Limited generalisation and model fragility

A given deep neural network can typically be applied only to a single narrowly defined task, and its performance is tied to a particular data set and label set. In the case of radiological applications, if deep learning is to be used to classify tumour images, different deep networks would need to be retrained and relabelled for every type of organ, tumour, modality and orientation. In adversarial situations, even minor changes to the input data, often invisible to the human eye, can result in dramatically different classifications [e.g. 25]. This is why, even if deep learning were to be successfully integrated with radiology, human verification will most likely be required.

A medical approach to AI research in radiology

The current AI trends centred around deep learning have produced a pressure to shift from hypothesis-driven to data-driven research. The data-driven approach can be powerful and lead to novel insights; however, it cannot replace the cognitive integration of complex information combining the semeiological analysis of images features in a precise anatomical and physiopathological context. These methodological approaches have been refined over centuries of scientific and medical thought, and they allow for solutions that are still inaccessible to AI.

AI brings new opportunities, but the fundamental principles of clinical reality do not change. In order to effect real impact on patient care, AI-based research in medical imaging must adhere to first principles in medical science. Research hypotheses, whether AI-based or not, must be clinically relevant and answerable in the clinical domain. In Table 2 we have adapted the classical PICO approach [26] to develop focused clinical questions adapted to AI-based research in medical Imaging. PICO is an acronym for patient/problem, intervention, comparison intervention and outcomes.

Table 2 The PICO approach adapted to developing focused clinical questions for AI-based research in medical Imaging

Because of a certain invincible aura that AI has in popular perception, a common mistake is to expect AI to find analysable information in medical images even where none exists or for which there is no biological plausibility. Akin to perennial concerns in medical research of data dredging and p-hacking [e.g. 27], improperly designed AI experiments could misinform, mislead or without critical analysis could result in patient harm.

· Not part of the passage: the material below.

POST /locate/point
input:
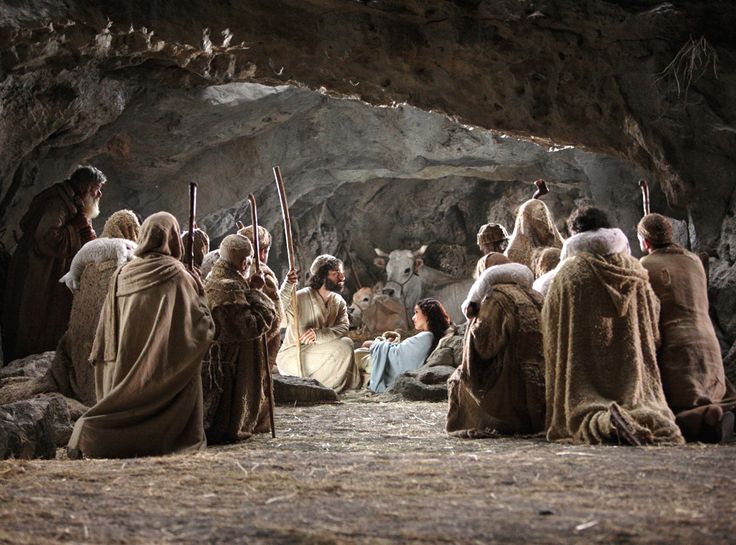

In the current literature, AI-based methods are usually evaluated by comparison with expert individual or consensus radiologist performance. However, the influence of clinical history and context, differences in population incidence, and the inherent subjectivity of interpretations can make such experimental paradigms unreliable. Rather, training labels where possible should relate to meaningful patient outcomes and gold standards that exist beyond radiology. At the same time, it is important to compare human and AI performance in terms of efficacy, reproducibility, turnaround time and cost. In that sense, AI should be compared not only to the best experts in the field but also to general practitioners, and possibly also to healthcare systems with limited human resources, for instance those in developing countries. In certain high-need settings, AI may bring additional value, in particular as a screening tool.

Conclusion

Novel computational tools derived from AI are likely to transform radiological practice. The greatest challenge at this time—and also the most exciting opportunity—lies in determining which particular clinical tasks in radiology are the most and least likely to benefit from AI algorithms, given the power but also the limitations of such algorithms. At the same time, regardless of the technology used, it is important to keep in mind that proper clinical hypotheses remain primordial, and an appropriate validation of AI-based methods against actual clinical outcome measures of patient well-being remains the most important measure of success.